De plus, tous les travailleurs et les retraités sont contrôlés et soumis à la cotisation à la source. Cela résume tout le malaise d’une gestion beylicale (étatiste), parce que nos clubs professionnels sont fortement dépendants de l’Etat que de leurs actionnaires et des mécanismes du marché tant qu’ils profitent toujours de la clémence des pouvoirs publics qui les gâtent par des subventions et des aides conséquentes.

En outre, ces élections pour le renouvellement des staffs des dirigeants de fédérations passent pour la plupart selon les critères de clans, bien que nombre d’entre eux ne soient pas vraiment initiés aux règles de management en économie, en sport, en organisation ou en droit des affaires pour cerner justement cette réforme sportive à adapter aux réalités qui cadrent avec les règles et les principes qu’offre la professionnalisation d’un club, à savoir bâtir une économie du sport au service des sociétés sportives et du développement de grands clubs modernes et de la formation des jeunes.

Oui, ces clubs qui persistent et trouvent normal de demander à l’Etat toujours et encore plus d’argent avec une part importante octroyée sur une simple distribution des subventions, alors que notre pays a fait le choix de l’économie de marché consacrée par la Loi fondamentale qu’est la Constitution pour sécuriser notamment les investisseurs et faciliter l’accroissement des capitaux propres des entreprises. En revanche, celle des actionnaires porteurs d’actions dans ces clubs est très limitée, voire encore le patrimoine public mis à leur disposition est livré à une gestion, bien entendu économiquement et financièrement anarchique en l’absence d’une obligation de résultats et de transparence.

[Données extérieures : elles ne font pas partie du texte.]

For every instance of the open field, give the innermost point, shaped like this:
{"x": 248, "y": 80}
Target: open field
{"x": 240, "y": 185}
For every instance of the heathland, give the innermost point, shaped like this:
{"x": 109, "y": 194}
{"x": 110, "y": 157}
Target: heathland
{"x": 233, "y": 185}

De ce fait, il s’agit là d’une question d’importance majeure pour asseoir une assise de commercialité, et par conséquent créer les conditions de l’indépendance financière future des clubs, à savoir l’ouverture du capital social et le changement de management, plutôt qu’avec les politiques de subventions et d’aides publiques actuelles, sachant que les clubs professionnels sont considérés comme des sociétés par actions et jouissent de la personnalité juridique morale et de l’autonomie pour fonctionner dans le respect des dispositions du code de commerce et du code civil et selon les normes universelles de management d’entreprise à travers leurs organes prévus à cet effet dont, notamment : le conseil d’administration, qui est attributaire des pouvoirs les plus étendus pour administrer les capitaux et agir en toute circonstance au nom de la société sportive, l’assemblée générale des actionnaires souveraine dans toute décision stratégique pour justement adopter des politiques et des stratégies d’entreprise en améliorant les capacités managériales pour relever le défi du professionnalisme et, par voie de conséquence, la politique du sport en Algérie.

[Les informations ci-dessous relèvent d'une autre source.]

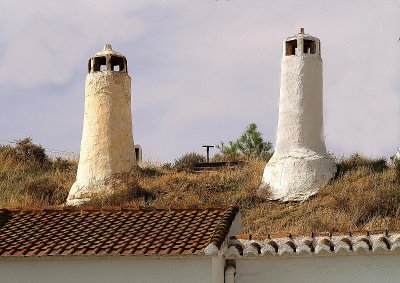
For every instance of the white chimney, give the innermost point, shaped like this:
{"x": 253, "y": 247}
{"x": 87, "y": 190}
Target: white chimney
{"x": 107, "y": 147}
{"x": 300, "y": 165}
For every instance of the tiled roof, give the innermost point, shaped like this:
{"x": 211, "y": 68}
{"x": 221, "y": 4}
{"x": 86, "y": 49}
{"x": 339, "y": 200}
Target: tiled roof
{"x": 323, "y": 244}
{"x": 71, "y": 231}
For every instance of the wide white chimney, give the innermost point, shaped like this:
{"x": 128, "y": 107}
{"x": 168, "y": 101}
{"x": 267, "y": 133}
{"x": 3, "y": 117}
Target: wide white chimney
{"x": 107, "y": 147}
{"x": 300, "y": 165}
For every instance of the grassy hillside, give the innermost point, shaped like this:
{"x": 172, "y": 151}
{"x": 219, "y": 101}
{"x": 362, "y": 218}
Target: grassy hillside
{"x": 364, "y": 195}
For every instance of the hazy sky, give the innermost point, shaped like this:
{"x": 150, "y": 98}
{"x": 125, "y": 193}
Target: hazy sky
{"x": 202, "y": 70}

Comment espérer un professionnalisme avec des clubs rentiers qui n’ont jamais réussi à atteindre l’objectif tracé, à savoir l’autofinancement ? Et quand on sait qu’un club professionnel moyen fonctionne aujourd’hui avec en moyenne entre 20 et 40 milliards de centimes, voire 80 milliards au Mouloudia d’Alger par saison sans l’esprit pro, dont 80% des finances environ proviennent de l’Etat et ses démembrements, «alors qu’il n’y a aucune raison de le faire avec les clubs professionnels régis par le droit privé».

Or, apparemment, le nouveau modèle de croissance adopté en 2016 par le gouvernement qu’il compte mettre en œuvre pour sortir de la crise budgétaire et économique que vit le pays aujourd’hui n’évoque pas une quelconque place de l’économie du football pour permettre aux clubs d’évoluer vers un gouvernement d’entreprise plus conforme aux règles généralement admises du droit commercial et de la bonne gouvernance économique du pays. Oui, il n’y a qu’à bien regarder les clubs européens comme le Barça, le Real Madrid, Manchester, Liverpool, le Bayern Munich, Chelsea, Arsenal… Ce sont de véritables entreprises et beaucoup d’entre elles sont cotées en Bourse des valeurs.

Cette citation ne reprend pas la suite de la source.